Ich tue mich gerade schwer damit, die Zuständigkeiten für die Verkehrssicherungspflichten für Radwege in BaWü) herauszufinden. Mein Bürgermeister meinte, die Radwege, die seine Ortsteile außerorts verbinden, seien in der Zuständigkeit der Unteren Verkehrsbehörde und deshalb hält er sich komplett raus. Die Radwege - 2 m schmal - sind reichlich von den Seiten her zugewachsen, sodass es im Begegnungsverkehr richtig eng wird.

Fragen:

1. Wer ist wirklich zuständig? Die Radwege beginnen meistens noch innerorts.
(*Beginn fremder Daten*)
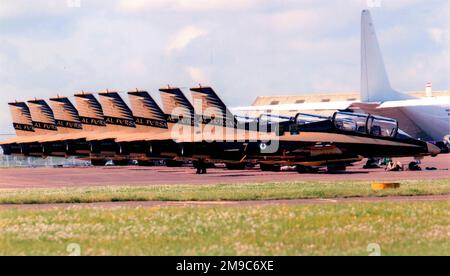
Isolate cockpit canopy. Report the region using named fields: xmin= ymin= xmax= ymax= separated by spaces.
xmin=295 ymin=113 xmax=330 ymax=125
xmin=333 ymin=112 xmax=398 ymax=137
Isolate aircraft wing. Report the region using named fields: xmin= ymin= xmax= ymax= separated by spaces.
xmin=377 ymin=97 xmax=450 ymax=109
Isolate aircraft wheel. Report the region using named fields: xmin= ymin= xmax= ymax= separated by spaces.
xmin=114 ymin=159 xmax=131 ymax=167
xmin=408 ymin=162 xmax=422 ymax=171
xmin=260 ymin=164 xmax=281 ymax=172
xmin=166 ymin=160 xmax=183 ymax=168
xmin=91 ymin=159 xmax=108 ymax=167
xmin=296 ymin=165 xmax=318 ymax=173
xmin=138 ymin=160 xmax=155 ymax=167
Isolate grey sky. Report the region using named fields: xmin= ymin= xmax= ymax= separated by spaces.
xmin=0 ymin=0 xmax=449 ymax=133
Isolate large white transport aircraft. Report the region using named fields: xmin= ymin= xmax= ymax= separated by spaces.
xmin=233 ymin=10 xmax=450 ymax=141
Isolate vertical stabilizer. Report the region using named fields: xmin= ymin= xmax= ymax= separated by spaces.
xmin=191 ymin=86 xmax=236 ymax=128
xmin=361 ymin=10 xmax=407 ymax=102
xmin=128 ymin=91 xmax=167 ymax=129
xmin=99 ymin=92 xmax=136 ymax=131
xmin=8 ymin=102 xmax=35 ymax=137
xmin=75 ymin=92 xmax=106 ymax=131
xmin=28 ymin=99 xmax=58 ymax=135
xmin=159 ymin=87 xmax=195 ymax=125
xmin=50 ymin=97 xmax=82 ymax=133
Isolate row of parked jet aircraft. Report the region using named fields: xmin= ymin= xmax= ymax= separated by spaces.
xmin=1 ymin=86 xmax=440 ymax=173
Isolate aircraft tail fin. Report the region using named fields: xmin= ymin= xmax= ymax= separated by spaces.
xmin=50 ymin=97 xmax=83 ymax=133
xmin=8 ymin=102 xmax=35 ymax=136
xmin=191 ymin=86 xmax=236 ymax=127
xmin=361 ymin=10 xmax=407 ymax=102
xmin=99 ymin=91 xmax=136 ymax=131
xmin=28 ymin=99 xmax=58 ymax=135
xmin=159 ymin=87 xmax=195 ymax=125
xmin=128 ymin=91 xmax=167 ymax=128
xmin=75 ymin=92 xmax=106 ymax=131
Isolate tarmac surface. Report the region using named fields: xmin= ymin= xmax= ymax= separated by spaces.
xmin=0 ymin=154 xmax=450 ymax=189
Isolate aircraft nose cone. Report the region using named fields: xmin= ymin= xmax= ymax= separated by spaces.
xmin=427 ymin=143 xmax=441 ymax=156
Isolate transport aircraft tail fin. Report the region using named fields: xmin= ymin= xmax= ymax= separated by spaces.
xmin=50 ymin=97 xmax=83 ymax=133
xmin=8 ymin=102 xmax=35 ymax=137
xmin=159 ymin=87 xmax=196 ymax=125
xmin=361 ymin=10 xmax=408 ymax=102
xmin=99 ymin=91 xmax=136 ymax=131
xmin=28 ymin=99 xmax=58 ymax=135
xmin=191 ymin=86 xmax=236 ymax=127
xmin=128 ymin=91 xmax=167 ymax=128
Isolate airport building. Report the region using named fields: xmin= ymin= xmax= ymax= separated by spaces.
xmin=248 ymin=90 xmax=450 ymax=116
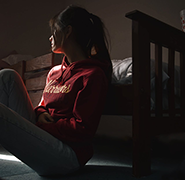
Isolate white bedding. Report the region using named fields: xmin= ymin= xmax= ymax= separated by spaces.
xmin=112 ymin=57 xmax=180 ymax=109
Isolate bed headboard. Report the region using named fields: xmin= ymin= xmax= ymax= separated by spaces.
xmin=126 ymin=10 xmax=185 ymax=177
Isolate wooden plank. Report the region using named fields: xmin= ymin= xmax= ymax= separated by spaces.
xmin=132 ymin=21 xmax=151 ymax=177
xmin=155 ymin=44 xmax=163 ymax=117
xmin=25 ymin=76 xmax=46 ymax=91
xmin=180 ymin=50 xmax=185 ymax=118
xmin=26 ymin=53 xmax=53 ymax=71
xmin=28 ymin=90 xmax=43 ymax=107
xmin=151 ymin=116 xmax=184 ymax=136
xmin=168 ymin=48 xmax=175 ymax=116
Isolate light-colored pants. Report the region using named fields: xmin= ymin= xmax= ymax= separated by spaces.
xmin=0 ymin=69 xmax=79 ymax=175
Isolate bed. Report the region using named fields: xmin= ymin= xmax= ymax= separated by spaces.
xmin=6 ymin=10 xmax=185 ymax=177
xmin=103 ymin=11 xmax=185 ymax=177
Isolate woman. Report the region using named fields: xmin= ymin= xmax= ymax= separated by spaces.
xmin=0 ymin=6 xmax=112 ymax=175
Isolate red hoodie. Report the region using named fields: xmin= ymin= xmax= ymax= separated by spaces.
xmin=35 ymin=57 xmax=108 ymax=165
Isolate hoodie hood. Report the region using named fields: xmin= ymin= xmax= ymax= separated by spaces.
xmin=57 ymin=56 xmax=112 ymax=84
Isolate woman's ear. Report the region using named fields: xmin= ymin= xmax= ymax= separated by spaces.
xmin=65 ymin=25 xmax=73 ymax=39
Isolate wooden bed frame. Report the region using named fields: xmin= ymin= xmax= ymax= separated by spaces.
xmin=9 ymin=11 xmax=185 ymax=177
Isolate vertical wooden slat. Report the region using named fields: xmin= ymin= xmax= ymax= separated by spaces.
xmin=168 ymin=48 xmax=175 ymax=116
xmin=180 ymin=52 xmax=185 ymax=118
xmin=155 ymin=44 xmax=162 ymax=117
xmin=132 ymin=21 xmax=151 ymax=177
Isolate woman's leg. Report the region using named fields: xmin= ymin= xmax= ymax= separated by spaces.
xmin=0 ymin=69 xmax=35 ymax=123
xmin=0 ymin=103 xmax=79 ymax=175
xmin=0 ymin=70 xmax=79 ymax=175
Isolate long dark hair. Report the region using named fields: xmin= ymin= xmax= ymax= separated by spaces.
xmin=50 ymin=5 xmax=112 ymax=79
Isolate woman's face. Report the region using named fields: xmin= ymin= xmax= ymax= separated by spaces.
xmin=49 ymin=30 xmax=63 ymax=54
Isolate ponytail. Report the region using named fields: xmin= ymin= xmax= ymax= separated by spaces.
xmin=50 ymin=5 xmax=112 ymax=80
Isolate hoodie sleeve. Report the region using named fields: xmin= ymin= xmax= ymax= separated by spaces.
xmin=38 ymin=71 xmax=108 ymax=142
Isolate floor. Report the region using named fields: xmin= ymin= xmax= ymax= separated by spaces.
xmin=0 ymin=137 xmax=184 ymax=180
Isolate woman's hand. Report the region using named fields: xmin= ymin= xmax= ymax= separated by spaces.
xmin=38 ymin=112 xmax=54 ymax=123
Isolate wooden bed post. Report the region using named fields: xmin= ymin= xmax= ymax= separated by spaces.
xmin=132 ymin=21 xmax=151 ymax=177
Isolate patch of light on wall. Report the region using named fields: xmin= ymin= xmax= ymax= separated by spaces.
xmin=0 ymin=154 xmax=21 ymax=162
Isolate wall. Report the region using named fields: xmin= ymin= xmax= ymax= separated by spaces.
xmin=0 ymin=0 xmax=64 ymax=58
xmin=0 ymin=0 xmax=185 ymax=59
2. Ist es nicht Sache der Gemeinde, bei Gemeindeverbindungsstraßen auf ausreichenden Rückschnitt zu achten bzw. selbst bei Nichtzuständigkeit die Untere Verkehrsbehörde darauf hinzuweisen, wenn Maßnahmen zur Verkehrssicherungspflicht ergriffen werden müssen?

3. (und etwas anderes): Wer muss rechtswidrige Blauschilder anmahnen bei der Unteren Verkehrsbehörde? Muss der Bürger auf den Landkreis zugehen oder kann vom Rathaus erwartet werden, dass das von den dortigen Beamten übernommen wird?

Ich meine, man muss bei Wegen innerhalb der Kommune (z.B. Stadt bestehend aus drei Teilorten) sehr wohl auf das Rathaus zugehen dürfen und kann erwarten, dass diese dann auch aktiv werden. Oder?